Acceptance of Validity
These digital identities will also need to be accepted as valid by state authorities in order to reach their full potential. Named “the most advanced digital society in the world” by Wired magazine, Estonia is one of the furthest along in this regard.
- e-Estonia: Through Estonia’s e-identity program, all citizens receive a secure digital ID card (powered by a blockchain-like infrastructure and utilizing 2048-bit public key encryption) that allows Estonians to access public, financial, and medical services, to pay taxes, vote, and get prescriptions online, to provide digital signatures, to drive, and to travel within the EU¹⁰. This digital ID card replaces most of the physical artifacts that one carries in their wallet, from driver’s licenses and passports to insurance cards and subway passes. The program runs on an open-source backbone called X-road, and utilizes K.S.I., developed by Guardtime. K.S.I. is also used by NATO and the US Department of Defense¹⁰. While Estonia’s solution still requires a physical artifact (physical digital ID card), this level of support from state authorities is what will be needed across nations for many of the above highlighted initiatives to succeed.
Key management is commonly cited as a challenge with digital identity systems that leverage blockchain technology. Obviously, if an individual has had difficulty holding on to their ID, they may also have issues holding on to their private keys. Some suggest that private keys could reside in a smart chip on a key fob or something resembling a credit card, or could be held in a secure enclave within one’s phone. This is the most secure option. However, if the item storing an individual’s private key is lost, stolen, or damaged, they will not be able to access their account. Alternatively, keys could be stored with a central authority, although that defeats much of the purpose since decentralization is compromised.

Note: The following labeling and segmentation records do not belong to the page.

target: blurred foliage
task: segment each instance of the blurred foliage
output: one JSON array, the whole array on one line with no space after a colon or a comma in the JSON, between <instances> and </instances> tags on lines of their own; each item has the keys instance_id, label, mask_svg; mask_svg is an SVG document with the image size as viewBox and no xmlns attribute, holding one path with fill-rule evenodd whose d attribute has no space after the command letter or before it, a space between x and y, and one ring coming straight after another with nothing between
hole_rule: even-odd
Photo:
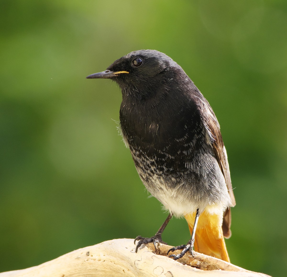
<instances>
[{"instance_id":1,"label":"blurred foliage","mask_svg":"<svg viewBox=\"0 0 287 277\"><path fill-rule=\"evenodd\" d=\"M0 271L151 236L163 222L118 135L119 89L85 79L151 49L182 66L221 124L237 202L232 262L286 276L286 1L1 4ZM189 236L177 219L163 236Z\"/></svg>"}]
</instances>

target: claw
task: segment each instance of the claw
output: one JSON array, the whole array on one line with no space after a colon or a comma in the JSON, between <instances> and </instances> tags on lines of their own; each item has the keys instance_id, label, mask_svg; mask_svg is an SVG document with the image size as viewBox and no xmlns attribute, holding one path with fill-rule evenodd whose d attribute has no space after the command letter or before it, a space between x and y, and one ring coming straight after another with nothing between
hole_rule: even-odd
<instances>
[{"instance_id":1,"label":"claw","mask_svg":"<svg viewBox=\"0 0 287 277\"><path fill-rule=\"evenodd\" d=\"M182 251L177 255L174 255L172 254L168 256L170 258L172 258L174 260L177 260L181 258L182 258L185 254L187 252L188 250L189 250L189 252L191 252L192 256L193 257L193 253L192 252L192 247L193 246L192 245L187 244L186 245L183 244L182 245L180 245L179 246L177 246L176 247L173 247L171 248L168 252L166 255L168 255L168 253L171 251L173 252L175 250L178 250L183 249Z\"/></svg>"},{"instance_id":2,"label":"claw","mask_svg":"<svg viewBox=\"0 0 287 277\"><path fill-rule=\"evenodd\" d=\"M170 248L170 250L168 250L168 251L167 252L167 253L166 253L166 255L168 255L168 253L169 253L169 252L170 252L170 251L171 251L171 252L173 252L173 251L174 251L174 250L175 250L175 247L172 247L172 248ZM171 255L170 256L171 256Z\"/></svg>"}]
</instances>

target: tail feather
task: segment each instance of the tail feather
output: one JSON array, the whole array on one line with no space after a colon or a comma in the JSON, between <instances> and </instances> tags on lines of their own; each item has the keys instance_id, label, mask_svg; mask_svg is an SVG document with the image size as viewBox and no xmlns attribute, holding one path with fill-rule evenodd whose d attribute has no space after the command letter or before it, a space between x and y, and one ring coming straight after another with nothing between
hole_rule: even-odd
<instances>
[{"instance_id":1,"label":"tail feather","mask_svg":"<svg viewBox=\"0 0 287 277\"><path fill-rule=\"evenodd\" d=\"M185 216L191 233L195 213ZM222 227L222 215L203 212L199 216L195 231L194 250L197 252L230 262Z\"/></svg>"}]
</instances>

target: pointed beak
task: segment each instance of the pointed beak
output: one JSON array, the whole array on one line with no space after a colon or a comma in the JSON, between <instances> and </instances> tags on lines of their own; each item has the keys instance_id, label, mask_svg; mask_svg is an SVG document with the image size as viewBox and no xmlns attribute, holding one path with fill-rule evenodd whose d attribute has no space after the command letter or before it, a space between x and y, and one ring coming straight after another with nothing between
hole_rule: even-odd
<instances>
[{"instance_id":1,"label":"pointed beak","mask_svg":"<svg viewBox=\"0 0 287 277\"><path fill-rule=\"evenodd\" d=\"M106 70L102 72L98 73L94 73L91 74L86 77L86 79L105 79L111 78L112 77L116 77L119 74L123 73L128 74L129 72L127 71L117 71L114 72L110 70Z\"/></svg>"}]
</instances>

There are several ways to attempt to balance the tradeoffs between security and decentralization. The MyPass Austin system allows two additional verified users, such as a service worker or an emergency-care provider, to be added to a homeless individual’s account in the event that they lose their private key. Similarly, uPort has created an identity recovery mechanism that lets the user select people from their contact list and with a quorum of these contacts, connect their persistent ID to a new device. With uPort, transactions are sent from a mobile device (which stores a user’s private key) through a Controller Contract to a Proxy Contract (which is tied to a unique identifier) which then interacts with an Application Contract. The Controller Contract maintains a list of “recovery delegates,” and in the event that a user loses their private key, a quorum of delegate signatures would allow the user to connect a new device to a new private key. However, the user still maintains access to their records since the new device is linked to the persistent identifier held on the Proxy Contract (the 20-byte hexadecimal string defined as the address of the Proxy Contract.)